Wu SG, He L, Wang Q, Tang YJ - Microb. Cell Fact. (2015)

Bottom Line: Current biotechnology can effectively edit the microbial genome or introduce novel enzymes to redirect carbon fluxes.Pursue biosynthesis relying only on pathways or genetic parts without significant ATP burden. 3.Combine microbial production with chemical conversions (semi-biosynthesis) to reduce biosynthesis steps. 4.

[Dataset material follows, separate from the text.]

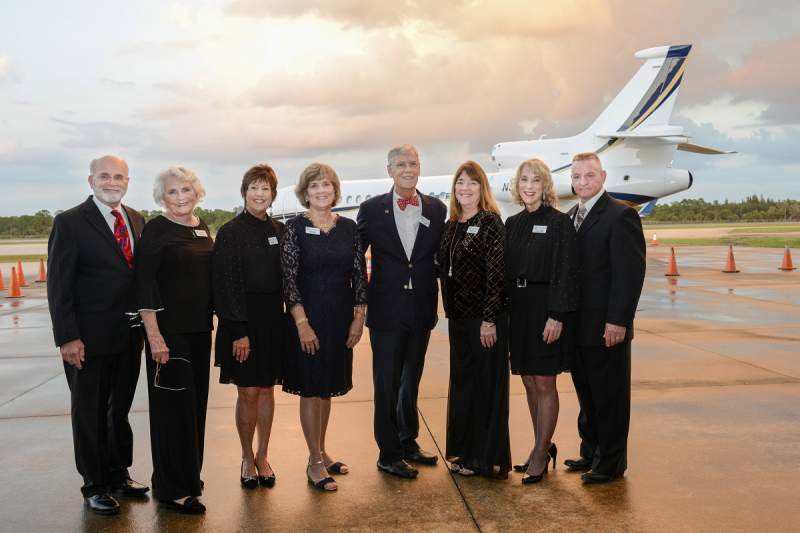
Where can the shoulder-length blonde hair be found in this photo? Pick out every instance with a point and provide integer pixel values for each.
(541, 171)
(486, 202)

View Article: PubMed Central - PubMed

Affiliation: Department of Energy, Environmental and Chemical Engineering, Washington University, St. Louis, MO, 63130, USA. wug@seas.wustl.edu.

ABSTRACT
In ancient Chinese philosophy, Yin-Yang describes two contrary forces that are interconnected and interdependent. This concept also holds true in microbial cell factories, where Yin represents energy metabolism in the form of ATP, and Yang represents carbon metabolism. Current biotechnology can effectively edit the microbial genome or introduce novel enzymes to redirect carbon fluxes. On the other hand, microbial metabolism loses significant free energy as heat when converting sugar into ATP; while maintenance energy expenditures further aggravate ATP shortage. The limitation of cell "powerhouse" prevents hosts from achieving high carbon yields and rates. Via an Escherichia coli flux balance analysis model, we further demonstrate the penalty of ATP cost on biofuel synthesis. To ensure cell powerhouse being sufficient in microbial cell factories, we propose five principles: 1. Take advantage of native pathways for product synthesis. 2. Pursue biosynthesis relying only on pathways or genetic parts without significant ATP burden. 3. Combine microbial production with chemical conversions (semi-biosynthesis) to reduce biosynthesis steps. 4. Create "minimal cells" or use non-model microbial hosts with higher energy fitness. 5. Develop a photosynthesis chassis that can utilize light energy and cheap carbon feedstocks. Meanwhile, metabolic flux analysis can be used to quantify both carbon and energy metabolisms. The fluxomics results are essential to evaluate the industrial potential of laboratory strains, avoiding false starts and dead ends during metabolic engineering.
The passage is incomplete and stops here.